As with so many things in the world, the key to cracking Ms. Pac-Man is team work and a bit of positive reinforcement. That… and access to funding from Microsoft and 150-plus artificial intelligence agents — as Maluuba can now attest.
Last month, the Canadian deep learning company (a subsidiary of Microsoft as of January) became the first team of AI programmers to beat the 36-year-old classic.
It was a fairly anticlimactic defeat. The number hit 999,990, before the odometer flipped back over to zero. But it was an impressive victory nonetheless, marking the first time anyone — human or machine — has achieved the feat. It’s been a white whale for the AI community for a while now.
Google’s DeepMind was able to beat nearly 50 Atari games back in 2015, but the complexity of Ms. Pac-Man, with its many boards and moving parts, has made the classic title an especially difficult target. Maluuba describes its approach as “divide and conquer,” taking on the Atari 2600 title by breaking it up into various smaller tasks and assigning each to individual AI agents.

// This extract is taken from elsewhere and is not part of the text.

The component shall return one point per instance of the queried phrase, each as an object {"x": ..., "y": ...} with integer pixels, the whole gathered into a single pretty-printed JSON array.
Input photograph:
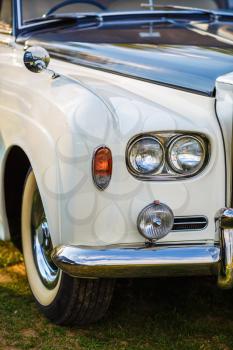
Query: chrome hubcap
[{"x": 42, "y": 244}]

“When we decomposed the game, there were over 150 agents working on different problems,” Maluuba program manager Rahul Mehrotra told TechCrunch. For example, the Maluuba team created an agent for each fruit palate. For ghosts, the team created four agents. For edible ghosts, four more. All of these agents work in parallel, and they would seed their reward to the high level agent and then could make a decision about what’s the best decision to make at this point.
Mehrotra likens the process to running a company. Larger goals are achieved by breaking employees up into individual teams. Each has their own specific goals, but all are working toward the same aggregate achievement.
“This idea of breaking things down into smaller problems is the basis of how humans solve problems,” explains CTO Kaheer Suleman. “A company doing product development is a good example. The goal of the whole organization is to develop a product, but individually, there are groups that have their own reward and goal for the process.”
The system also uses reinforcement learning, where each action is associated with either a positive or negative response. The agents then learn through trial and error. In all, the process was trained using more than 800 million frames of the game, according to a paper
Mehrotra suggests the possibility of using a similar system in retail, with an AI helping human sales reps determine which customers to assist first in order to maximize their own revenue. Actually translating all of this into a useful real-world experience will prove another challenge in an of itself.